Society for Novel Studies

SAVE THE DATE:

The Biennial Conference of the Society for Novel Studies will take place on May 13-16 2027.

Theme: “Novel Geographies”

Hosted by the University of British Columbia, Point Grey Campus, on the traditional, ancestral and unceded territories of the Musqueam people

Conference website and abstract submission portal will be launched in July 2026; please stay tuned!  

CFP for the Society for Novel Studies 2027 Biennial Conference

The Biennial conference of the Society for Novel Studies will take place at the University of British Columbia, on the traditional, unceded, and ancestral territories of the Musqueam people, from May 13-16 2027. The conference’s theme, NOVEL GEOGRAPHIES, traces the varied traditions of the novel as a form that has migrated and morphed across different geographical, cultural, and linguistic sites. It is an opportunity to engage with novelistic practices embedded across different locations and in different languages—from the Anglo-American Atlantic to the Transpacific, from West to East, from the Global North to the Global South. If scholars have traced the origins of the novel to genres as diverse as European chivalric romances and the Oriental tale, the novel today likewise flourishes in multiple geographical locations across Asia, Africa, the Middle East, and Latin America. How have new novelistic forms—for instance, the Afropolitan novel, Indigenous Futurisms, or the Latin American dictator novel—emerged in and been shaped by their different milieus? At the same time that the novel has taken hold across different geographies, it is also a genre deeply engaged with the production of place, territories, and environments. We are interested in how novels have told stories about geography and space—for instance, of histories of migration, displacement, and refugees; of the decimation of environments from extraction and climate change; of the institution of geopolitical borders and their transgressions; of different novelistic settings from the local to the global, the rural to the urban, the material to the imaginary; of the different media ecologies that have shaped the genre. “Novel Geographies” sees the novel as a genre that exists in and travels across space, as well as a genre that interrogates the relations between place and power.

 

We encourage whole panel (3-4 scholars) proposals as well as individual 15-minute paper proposals that engage our theme.  We also welcome proposals committed to the study of the novel more broadly. Sample topics might include:

  • The novel in different geographical networks and locations (in the Global South, Asia and the Transpacific, Africa, Latin America, and the Middle East)
  • Indigenous geographies and settler colonialism and expansion
  • The novel, borders and border crossings, and territoriality (cities, regions, nation- states)
  • Novels of migration, globalization, displacement, and diaspora
  • Translations and adaptations of novels across different geographies and media
  • The country and the city, the urban and the rural
  • The novel and environmental humanities (uneven geographies of capital and development; enclosure and extraction; waste and pollution; land and soil)
  • The novel and blue humanities (oceans, rivers, coasts) 
  • The novel and media ecologies (from print to digital worlds)
  • Utopias, dystopias, heterotopias, and imagined geographies in speculative fiction
  • Local and global institutions of novel publishing and dissemination

Please note that to broaden participation as much as possible we ask people to appear no more than ONCE on the program as a panelist or presenter.  Seminar presenters can chair panels, but cannot present on them.

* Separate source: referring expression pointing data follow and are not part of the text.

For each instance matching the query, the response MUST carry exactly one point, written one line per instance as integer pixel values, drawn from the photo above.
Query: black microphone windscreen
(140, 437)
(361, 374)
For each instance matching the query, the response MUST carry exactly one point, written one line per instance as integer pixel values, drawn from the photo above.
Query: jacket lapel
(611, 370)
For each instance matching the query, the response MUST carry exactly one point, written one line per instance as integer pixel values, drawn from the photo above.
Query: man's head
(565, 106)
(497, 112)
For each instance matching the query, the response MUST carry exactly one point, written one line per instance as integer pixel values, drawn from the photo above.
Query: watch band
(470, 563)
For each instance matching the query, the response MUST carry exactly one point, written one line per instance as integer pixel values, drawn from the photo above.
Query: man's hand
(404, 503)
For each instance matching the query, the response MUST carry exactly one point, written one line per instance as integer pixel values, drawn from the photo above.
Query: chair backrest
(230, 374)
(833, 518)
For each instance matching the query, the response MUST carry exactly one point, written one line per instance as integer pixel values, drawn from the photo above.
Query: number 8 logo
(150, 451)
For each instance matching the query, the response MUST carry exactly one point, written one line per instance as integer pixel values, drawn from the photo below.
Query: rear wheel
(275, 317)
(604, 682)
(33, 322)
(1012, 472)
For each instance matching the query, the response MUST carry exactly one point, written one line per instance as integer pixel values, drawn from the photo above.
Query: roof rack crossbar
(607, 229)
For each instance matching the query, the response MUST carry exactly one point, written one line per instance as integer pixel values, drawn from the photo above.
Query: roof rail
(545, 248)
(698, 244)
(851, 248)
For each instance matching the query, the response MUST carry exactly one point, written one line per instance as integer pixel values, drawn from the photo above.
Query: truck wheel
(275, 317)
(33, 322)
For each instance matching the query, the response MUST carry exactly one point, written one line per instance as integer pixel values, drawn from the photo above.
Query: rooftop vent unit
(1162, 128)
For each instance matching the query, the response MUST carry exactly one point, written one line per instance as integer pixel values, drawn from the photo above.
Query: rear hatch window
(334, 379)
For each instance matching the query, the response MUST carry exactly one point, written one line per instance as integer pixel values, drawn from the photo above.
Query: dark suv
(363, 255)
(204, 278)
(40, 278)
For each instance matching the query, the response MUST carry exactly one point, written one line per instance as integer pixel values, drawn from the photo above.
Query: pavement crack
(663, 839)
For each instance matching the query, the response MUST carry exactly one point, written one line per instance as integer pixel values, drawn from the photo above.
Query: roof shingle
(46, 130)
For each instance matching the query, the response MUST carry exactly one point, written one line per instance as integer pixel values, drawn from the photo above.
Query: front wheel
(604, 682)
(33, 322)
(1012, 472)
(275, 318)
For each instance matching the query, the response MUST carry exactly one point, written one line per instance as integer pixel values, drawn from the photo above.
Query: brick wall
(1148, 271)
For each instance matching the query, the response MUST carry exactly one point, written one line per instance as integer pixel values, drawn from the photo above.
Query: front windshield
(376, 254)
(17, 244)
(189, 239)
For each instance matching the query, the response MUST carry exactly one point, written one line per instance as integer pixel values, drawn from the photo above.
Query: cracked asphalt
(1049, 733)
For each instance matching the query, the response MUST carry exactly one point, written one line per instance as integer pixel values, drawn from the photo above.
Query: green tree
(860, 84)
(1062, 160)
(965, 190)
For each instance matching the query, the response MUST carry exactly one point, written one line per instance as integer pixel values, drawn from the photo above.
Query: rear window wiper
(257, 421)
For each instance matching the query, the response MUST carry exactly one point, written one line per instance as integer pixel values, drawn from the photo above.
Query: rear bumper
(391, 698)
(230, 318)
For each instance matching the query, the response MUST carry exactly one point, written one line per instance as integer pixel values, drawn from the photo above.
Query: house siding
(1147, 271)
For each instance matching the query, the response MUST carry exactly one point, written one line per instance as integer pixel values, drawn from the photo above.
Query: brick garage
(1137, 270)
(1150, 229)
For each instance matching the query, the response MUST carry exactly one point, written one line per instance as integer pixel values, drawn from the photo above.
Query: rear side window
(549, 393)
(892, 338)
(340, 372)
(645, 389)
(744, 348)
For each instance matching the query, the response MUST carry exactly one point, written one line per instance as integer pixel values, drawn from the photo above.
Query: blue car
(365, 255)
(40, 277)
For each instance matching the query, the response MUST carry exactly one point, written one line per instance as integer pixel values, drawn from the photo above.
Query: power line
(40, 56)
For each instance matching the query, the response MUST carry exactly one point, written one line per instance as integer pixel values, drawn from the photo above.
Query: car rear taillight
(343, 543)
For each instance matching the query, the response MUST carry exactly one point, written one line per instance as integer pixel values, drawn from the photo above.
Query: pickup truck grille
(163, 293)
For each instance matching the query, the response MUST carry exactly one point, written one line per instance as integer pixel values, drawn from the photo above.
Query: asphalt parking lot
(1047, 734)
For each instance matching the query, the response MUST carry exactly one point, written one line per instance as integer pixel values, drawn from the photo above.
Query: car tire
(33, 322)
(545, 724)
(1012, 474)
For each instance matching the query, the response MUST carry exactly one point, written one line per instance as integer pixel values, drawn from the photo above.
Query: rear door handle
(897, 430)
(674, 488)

For Full Panel proposals, please include a list of participants, contact info, paper titles, and a 300-500 word abstract of the session. Author bios are limited to 50 words. Please make every effort to include a chair for your panel. Panels that feature members from different institutions and ranks (including non-tenure track, postdoc, and/or grad student panelists) are preferred.

For Individual Paper proposals, please submit contact info, a 250-300 word abstract of your paper, and a 50-word bio. Identify your paper with one of the topics from the CFP.

Deadline for proposals: 15 November 2026

The Society for Novel Studies (SNS) exists to further the study of the novel as a genre and to examine the role of fiction in engaging, formulating, and shaping the world.